Starring: Lance Henriksen, Jeff East, Matthew Hurley

MAGGIE: “Don’t worry, God will help us.” (loads shotgun)
TRACY: “Then what’s that for?”
MAGGIE: “In case God doesn’t show up.”

Ed Harley (Lance Henriksen) is a bit of a hillbilly. He lives in a house with his young son, who makes him a necklace thing for seemingly no reason. The next day a few bikers come to the village and run his son over, killing him. Lance is clearly pissed off (and rightfully so), so he seeks out a crazy old woman who teaches him how to make a demon based on his rage that will seek vengeance. And so Pumpkinhead is born. Cue mindless killing of the bikers.

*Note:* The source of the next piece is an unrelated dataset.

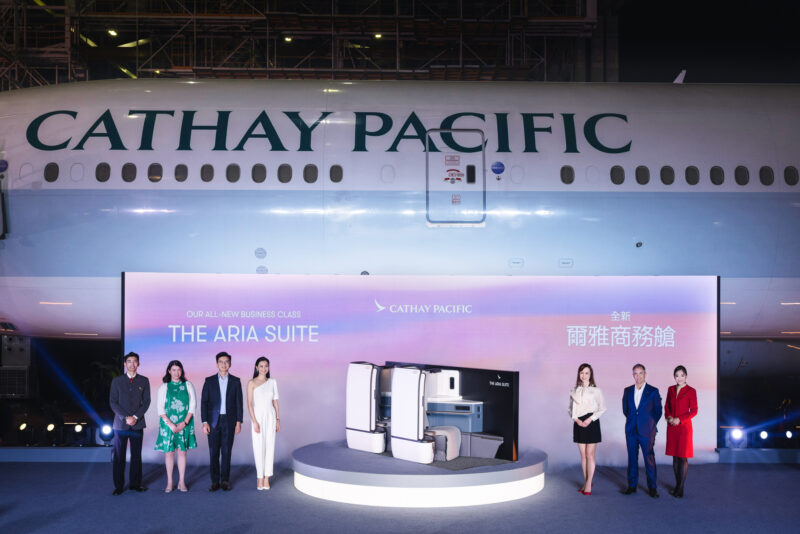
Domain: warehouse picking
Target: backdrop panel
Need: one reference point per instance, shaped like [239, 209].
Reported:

I had always wanted to see Pumpkinhead ever since they made an action figure of him in my favourite action figure series, Movie Maniacs. After all, it had to be memorable if someone took the time to make an action figure of it. As it turns out, Pumpkinhead is at best an average film which lacks a set of balls.

Pumpkinhead is a huge monster (even the action figure dwarves the other ones in the series), but all it seems to do to the people it kills is put its hand over their head and pick them up a bit. That’s extremely fucking weak. The plot’s also a bit simple. Boy dies, man goes mad, enlists the help of a demon which then kills people. Meh.

The fact that it’s from the ’80s is no excuse. Pet Sematary still scares me to this day. But this was just poor. There are two ‘jump’ scares in the film. One just isn’t scary (Henriksen’s dead son sits up in the car next to him) and the other’s poorly timed (a dog wanders slowly into the frame to a dramatic musical sting). And as impressive as Pumpkinhead looks, it doesn’t seem that it could do any harm at any point, especially given that its main party trick is the old “picking people up by the head” routine. Give me a pointy stick and I could probably take the bastard.

Yes, there are a couple of deaths, but they all happen off-screen so we don’t really know what happens. The only one that’s sort of shown is when Pumpkinhead uses the tried and tested “pick up by the head”, climbs a tree then drops the person he’s carrying. Naturally however, we don’t see the impact. To be fair, there’s one clever moment where an unfortunate chap is impaled on a rifle, but that’s about it.

Incidentally, the story for Pumpkinhead was based on a poem by Ed Justin. Here’s how it goes:

Keep away from Pumpkinhead,
Unless you tire of living
His enemies are mostly dead,
He’s mean and unforgiving
Bolted doors and windows barred,
Guard dogs prowling in the yard,
Won’t protect you in your bed,
Nothing will, from Pumpkinhead

Oddly, it doesn’t mention anything about Lance Henriksen’s son getting his head caved in.

Sorry to say, Pumpkinhead isn’t too great. If you’re a special effects junkie it’s certainly worth a watch to see the great Pumpkinhead puppetry (with Stan Winston directing it’s no surprise the monster looks great), but I wouldn’t make it top of the priority list if I were you.